As described above, according to each embodiment of the present invention, it is possible to set the sleeve 32 at an optimal position depending on the engine operating state, reduce pump loss at partial load and improve fuel efficiency, and improve fuel efficiency at high load. The output can be further improved by using a feeder in combination. Further, at low speed and load conditions such as idling operation, the sleeve 32 is set at a position that maximizes the flow area of the intake passage, the Miller cycle is not performed, and deterioration of combustion is prevented. Further, when the sleeve 32 is fully closed during deceleration, the effectiveness of engine braking increases.
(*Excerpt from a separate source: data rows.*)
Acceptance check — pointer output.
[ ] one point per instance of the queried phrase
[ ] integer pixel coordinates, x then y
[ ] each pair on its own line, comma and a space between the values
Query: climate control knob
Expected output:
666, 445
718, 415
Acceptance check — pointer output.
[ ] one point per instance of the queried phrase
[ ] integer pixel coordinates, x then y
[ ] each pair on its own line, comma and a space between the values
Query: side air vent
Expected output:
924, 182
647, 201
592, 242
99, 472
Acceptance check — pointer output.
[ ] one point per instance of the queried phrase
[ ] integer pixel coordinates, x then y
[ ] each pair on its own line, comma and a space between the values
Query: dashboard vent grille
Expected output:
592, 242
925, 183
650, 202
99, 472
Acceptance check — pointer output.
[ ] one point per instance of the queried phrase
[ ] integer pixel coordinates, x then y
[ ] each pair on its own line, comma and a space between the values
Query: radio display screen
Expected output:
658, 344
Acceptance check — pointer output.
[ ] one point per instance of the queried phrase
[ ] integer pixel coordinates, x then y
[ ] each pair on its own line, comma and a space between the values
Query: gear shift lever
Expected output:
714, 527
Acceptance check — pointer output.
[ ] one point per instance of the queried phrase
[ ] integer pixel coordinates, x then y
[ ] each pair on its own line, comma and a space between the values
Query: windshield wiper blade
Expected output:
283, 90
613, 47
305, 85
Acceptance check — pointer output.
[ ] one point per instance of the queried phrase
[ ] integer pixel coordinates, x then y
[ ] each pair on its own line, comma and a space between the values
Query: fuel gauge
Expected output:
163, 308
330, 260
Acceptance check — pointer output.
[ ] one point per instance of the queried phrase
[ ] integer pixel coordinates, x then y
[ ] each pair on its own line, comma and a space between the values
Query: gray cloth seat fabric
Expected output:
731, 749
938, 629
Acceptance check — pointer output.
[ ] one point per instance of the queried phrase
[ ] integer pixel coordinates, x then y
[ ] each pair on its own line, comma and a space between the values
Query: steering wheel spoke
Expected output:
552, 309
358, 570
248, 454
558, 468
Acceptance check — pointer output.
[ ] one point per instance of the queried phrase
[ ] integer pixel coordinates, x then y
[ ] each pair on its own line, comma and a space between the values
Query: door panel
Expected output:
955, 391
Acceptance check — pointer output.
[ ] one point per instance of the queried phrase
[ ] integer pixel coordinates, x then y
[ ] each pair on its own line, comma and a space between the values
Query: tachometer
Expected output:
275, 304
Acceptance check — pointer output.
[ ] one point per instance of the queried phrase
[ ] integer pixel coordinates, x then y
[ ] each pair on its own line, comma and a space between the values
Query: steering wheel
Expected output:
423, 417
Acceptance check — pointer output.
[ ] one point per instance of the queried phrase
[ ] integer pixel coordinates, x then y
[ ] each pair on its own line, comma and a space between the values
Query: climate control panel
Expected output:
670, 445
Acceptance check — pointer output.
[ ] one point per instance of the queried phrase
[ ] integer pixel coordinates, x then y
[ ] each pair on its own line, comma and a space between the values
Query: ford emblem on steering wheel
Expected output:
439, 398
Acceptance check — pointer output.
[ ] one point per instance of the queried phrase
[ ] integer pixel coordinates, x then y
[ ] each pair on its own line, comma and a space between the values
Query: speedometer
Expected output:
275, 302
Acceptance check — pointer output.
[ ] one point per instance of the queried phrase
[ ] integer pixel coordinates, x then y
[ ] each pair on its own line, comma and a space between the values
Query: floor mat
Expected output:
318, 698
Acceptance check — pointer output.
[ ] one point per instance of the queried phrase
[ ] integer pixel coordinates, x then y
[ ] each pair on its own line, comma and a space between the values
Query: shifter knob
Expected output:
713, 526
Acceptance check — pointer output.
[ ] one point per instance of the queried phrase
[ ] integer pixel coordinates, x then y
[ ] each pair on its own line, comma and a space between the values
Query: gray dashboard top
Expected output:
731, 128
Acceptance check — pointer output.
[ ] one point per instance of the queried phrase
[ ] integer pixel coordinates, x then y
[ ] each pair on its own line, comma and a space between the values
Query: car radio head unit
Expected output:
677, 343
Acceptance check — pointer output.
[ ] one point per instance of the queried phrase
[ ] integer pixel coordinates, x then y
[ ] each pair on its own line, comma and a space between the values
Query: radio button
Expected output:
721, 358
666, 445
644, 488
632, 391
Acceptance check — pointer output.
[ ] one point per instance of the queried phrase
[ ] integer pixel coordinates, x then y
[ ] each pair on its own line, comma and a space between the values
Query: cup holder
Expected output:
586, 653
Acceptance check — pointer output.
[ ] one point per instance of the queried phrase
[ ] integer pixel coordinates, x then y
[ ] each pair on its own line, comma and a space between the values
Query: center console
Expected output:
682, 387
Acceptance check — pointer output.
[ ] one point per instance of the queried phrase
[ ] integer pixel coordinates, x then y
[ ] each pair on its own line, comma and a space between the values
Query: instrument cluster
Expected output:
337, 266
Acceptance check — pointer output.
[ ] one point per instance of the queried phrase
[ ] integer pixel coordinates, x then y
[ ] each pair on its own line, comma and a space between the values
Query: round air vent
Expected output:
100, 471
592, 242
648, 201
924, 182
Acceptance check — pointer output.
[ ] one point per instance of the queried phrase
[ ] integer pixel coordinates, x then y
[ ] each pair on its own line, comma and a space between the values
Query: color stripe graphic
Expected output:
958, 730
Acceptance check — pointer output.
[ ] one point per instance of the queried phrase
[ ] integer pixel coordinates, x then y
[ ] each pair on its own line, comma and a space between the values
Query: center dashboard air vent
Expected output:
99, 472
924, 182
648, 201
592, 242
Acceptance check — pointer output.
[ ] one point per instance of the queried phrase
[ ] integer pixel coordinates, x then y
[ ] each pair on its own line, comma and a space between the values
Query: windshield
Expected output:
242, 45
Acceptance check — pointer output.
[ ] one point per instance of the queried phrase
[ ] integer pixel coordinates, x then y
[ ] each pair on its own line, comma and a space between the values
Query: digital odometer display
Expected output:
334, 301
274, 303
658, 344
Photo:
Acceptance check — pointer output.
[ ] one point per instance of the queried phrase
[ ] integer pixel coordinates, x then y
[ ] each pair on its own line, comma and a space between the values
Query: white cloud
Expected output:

As a result, engine drivability is improved.

Further, when each of the above embodiments is applied to a known electronically controlled engine, existing sensors can be used, and there is no need to substantially change the overall configuration of the engine.

〔Effect of the invention〕

As described above, according to the present invention, it is possible to optimally control the opening and closing timing of the intake passage by the rotary valve according to the operating state of the engine, thereby making it possible to improve engine performance.
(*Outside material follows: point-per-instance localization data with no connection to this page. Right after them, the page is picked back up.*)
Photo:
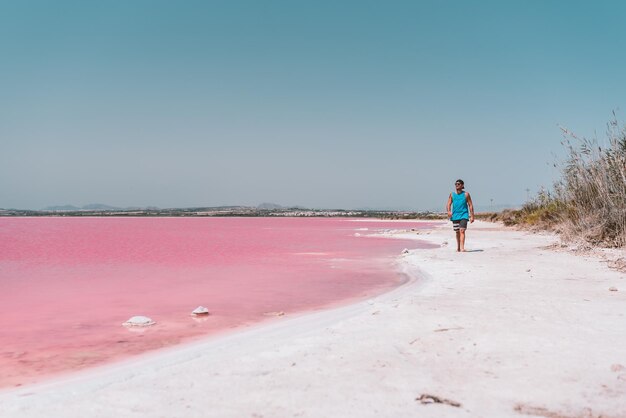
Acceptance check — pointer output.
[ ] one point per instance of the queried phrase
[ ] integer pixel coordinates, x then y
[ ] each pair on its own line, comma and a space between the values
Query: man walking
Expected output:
460, 210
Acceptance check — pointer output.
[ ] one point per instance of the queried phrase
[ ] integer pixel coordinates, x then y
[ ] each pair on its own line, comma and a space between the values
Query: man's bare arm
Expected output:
470, 205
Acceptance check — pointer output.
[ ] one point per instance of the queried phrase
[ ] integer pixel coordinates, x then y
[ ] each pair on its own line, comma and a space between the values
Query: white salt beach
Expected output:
510, 328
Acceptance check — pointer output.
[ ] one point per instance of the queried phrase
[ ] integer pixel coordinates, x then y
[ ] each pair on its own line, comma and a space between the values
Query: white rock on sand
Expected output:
200, 311
139, 321
475, 335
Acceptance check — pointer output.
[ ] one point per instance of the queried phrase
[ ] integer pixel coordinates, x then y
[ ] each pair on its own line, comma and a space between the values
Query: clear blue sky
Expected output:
348, 104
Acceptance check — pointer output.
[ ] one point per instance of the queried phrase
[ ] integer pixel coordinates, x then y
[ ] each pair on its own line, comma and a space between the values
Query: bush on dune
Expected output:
589, 202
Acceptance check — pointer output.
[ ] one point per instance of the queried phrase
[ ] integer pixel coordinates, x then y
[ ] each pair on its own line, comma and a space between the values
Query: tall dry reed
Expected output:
591, 195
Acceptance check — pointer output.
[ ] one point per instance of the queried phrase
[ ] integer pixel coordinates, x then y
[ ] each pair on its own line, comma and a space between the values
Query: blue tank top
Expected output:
459, 206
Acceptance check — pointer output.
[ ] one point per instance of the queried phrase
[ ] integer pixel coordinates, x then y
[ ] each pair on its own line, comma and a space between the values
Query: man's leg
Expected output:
460, 236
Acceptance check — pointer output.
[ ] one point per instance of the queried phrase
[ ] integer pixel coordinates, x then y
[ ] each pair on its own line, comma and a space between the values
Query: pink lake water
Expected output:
67, 284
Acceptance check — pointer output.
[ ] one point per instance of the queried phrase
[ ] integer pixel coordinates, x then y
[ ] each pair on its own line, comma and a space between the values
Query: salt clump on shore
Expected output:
200, 310
139, 321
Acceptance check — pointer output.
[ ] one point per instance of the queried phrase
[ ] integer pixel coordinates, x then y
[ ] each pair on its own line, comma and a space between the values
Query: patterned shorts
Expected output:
459, 224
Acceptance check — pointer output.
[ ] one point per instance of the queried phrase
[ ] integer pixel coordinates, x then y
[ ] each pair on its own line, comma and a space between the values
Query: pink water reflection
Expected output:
67, 284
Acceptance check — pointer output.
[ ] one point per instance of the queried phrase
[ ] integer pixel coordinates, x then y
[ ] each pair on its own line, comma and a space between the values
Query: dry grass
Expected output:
589, 202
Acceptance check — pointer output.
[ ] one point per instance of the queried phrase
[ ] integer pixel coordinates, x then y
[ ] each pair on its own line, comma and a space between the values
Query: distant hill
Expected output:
269, 206
99, 206
61, 207
95, 206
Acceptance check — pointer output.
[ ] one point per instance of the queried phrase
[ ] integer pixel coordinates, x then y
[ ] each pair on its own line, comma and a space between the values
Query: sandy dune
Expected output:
510, 329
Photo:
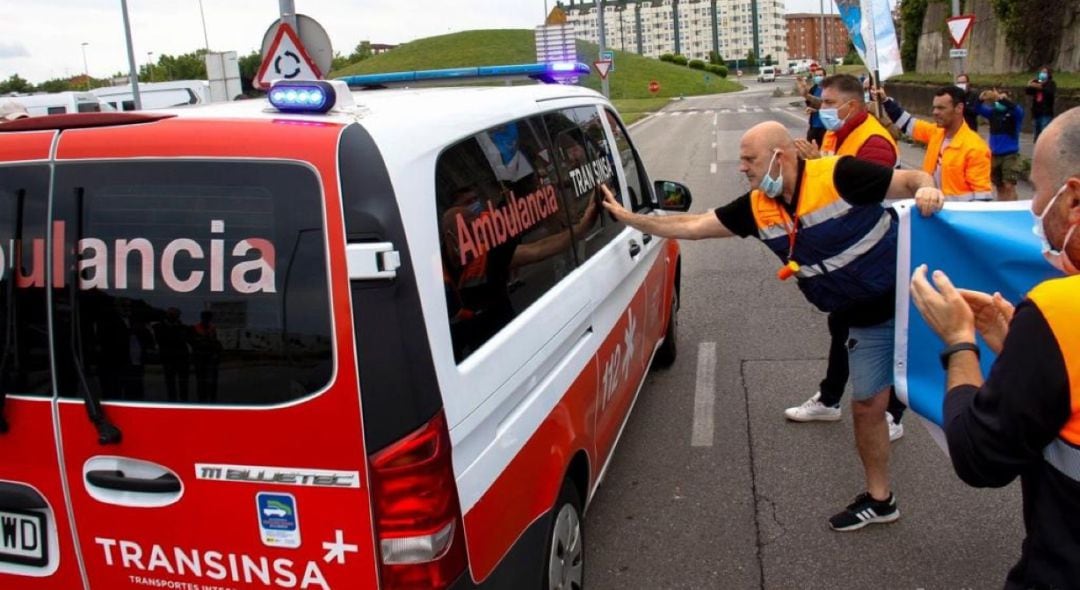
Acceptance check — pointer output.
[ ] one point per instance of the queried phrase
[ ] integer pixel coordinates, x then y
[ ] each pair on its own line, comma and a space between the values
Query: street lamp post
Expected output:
85, 68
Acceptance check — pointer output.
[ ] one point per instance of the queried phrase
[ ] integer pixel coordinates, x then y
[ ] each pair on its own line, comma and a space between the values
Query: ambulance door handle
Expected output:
165, 483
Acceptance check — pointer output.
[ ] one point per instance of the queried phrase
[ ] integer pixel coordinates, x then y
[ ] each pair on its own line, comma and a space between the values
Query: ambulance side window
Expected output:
637, 182
503, 228
191, 282
24, 332
584, 162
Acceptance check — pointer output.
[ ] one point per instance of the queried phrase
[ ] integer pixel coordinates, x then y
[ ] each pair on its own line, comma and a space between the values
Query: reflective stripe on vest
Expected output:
850, 255
1058, 300
1064, 457
858, 137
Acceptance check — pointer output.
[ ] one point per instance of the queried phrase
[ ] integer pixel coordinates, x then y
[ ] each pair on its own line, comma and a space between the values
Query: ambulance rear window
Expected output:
198, 282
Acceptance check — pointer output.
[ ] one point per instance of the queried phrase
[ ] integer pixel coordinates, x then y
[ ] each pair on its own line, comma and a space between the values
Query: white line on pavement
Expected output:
704, 396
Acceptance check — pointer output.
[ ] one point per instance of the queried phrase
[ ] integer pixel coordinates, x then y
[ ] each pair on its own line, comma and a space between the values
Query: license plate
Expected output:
23, 537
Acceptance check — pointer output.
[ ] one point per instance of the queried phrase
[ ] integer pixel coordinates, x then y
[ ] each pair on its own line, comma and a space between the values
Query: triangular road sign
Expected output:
603, 66
286, 59
959, 27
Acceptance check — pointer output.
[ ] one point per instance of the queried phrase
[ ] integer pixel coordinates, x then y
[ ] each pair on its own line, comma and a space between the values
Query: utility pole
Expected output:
85, 69
602, 45
957, 62
133, 74
288, 13
203, 16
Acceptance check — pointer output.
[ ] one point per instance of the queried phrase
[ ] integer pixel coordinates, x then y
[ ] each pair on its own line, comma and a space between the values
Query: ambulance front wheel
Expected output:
566, 542
669, 350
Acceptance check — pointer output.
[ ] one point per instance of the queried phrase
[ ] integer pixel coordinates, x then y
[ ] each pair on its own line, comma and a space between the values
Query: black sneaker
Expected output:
865, 510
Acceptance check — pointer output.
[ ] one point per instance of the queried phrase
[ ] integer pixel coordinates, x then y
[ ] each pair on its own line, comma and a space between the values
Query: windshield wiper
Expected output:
107, 432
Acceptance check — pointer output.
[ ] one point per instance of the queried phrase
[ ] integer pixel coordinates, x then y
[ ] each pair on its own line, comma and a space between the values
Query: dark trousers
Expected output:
836, 373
[Brief explanation of drawings]

FIG. 1 is a sectional view showing an engine to which an embodiment of the present invention is applied; FIG. 2 is a sectional view showing an embodiment of the sleeve actuator; FIG. 3 is a longitudinal sectional view of the intake control valve shown in FIG. 1. , Fig. 4 is a perspective view showing the sleeve, Fig. 5 is a flowchart of the control routine, Fig. 6 is a map of the rotational angle position of the sleeve with respect to engine speed and engine load, and Fig. 7 is the positional relationship between the rotary valve and the sleeve. 8 is a graph showing the opening and closing operations of the intake valve and the rotary valve. FIG. 9 is a sectional view showing another embodiment of the sleeve actuator. 30...Air flow meter 31...Housing 32...Sleeve 33...Rotary valve 34.35...Opening 60.90...Actuator 80...Electronic control unit 81...Rotation speed detection Vessel N Figure 6

Claims (1)

[Scope of Claims] 1. An intake control valve comprising a rotary valve that opens and closes the intake passage by rotating around an axis substantially perpendicular to the intake passage in a housing constituting a part of the intake passage, A sleeve is disposed between the housing and the rotary valve and has an opening that is capable of communicating with the intake passage and is opened and closed by the rotary valve, and a means for detecting the operating state of the engine is provided, and An intake control valve characterized by being provided with a control mechanism that rotationally displaces the sleeve around an axis depending on the state and changes the opening/closing timing of the intake passage by the rotary valve. 2. The intake control valve according to claim 1, wherein the operating state detection means includes a sensor that detects engine rotation speed, intake air amount, and throttle valve opening. 3. The intake control valve according to claim 2, wherein the operating state detection means further includes a sensor for detecting the supercharger operating state.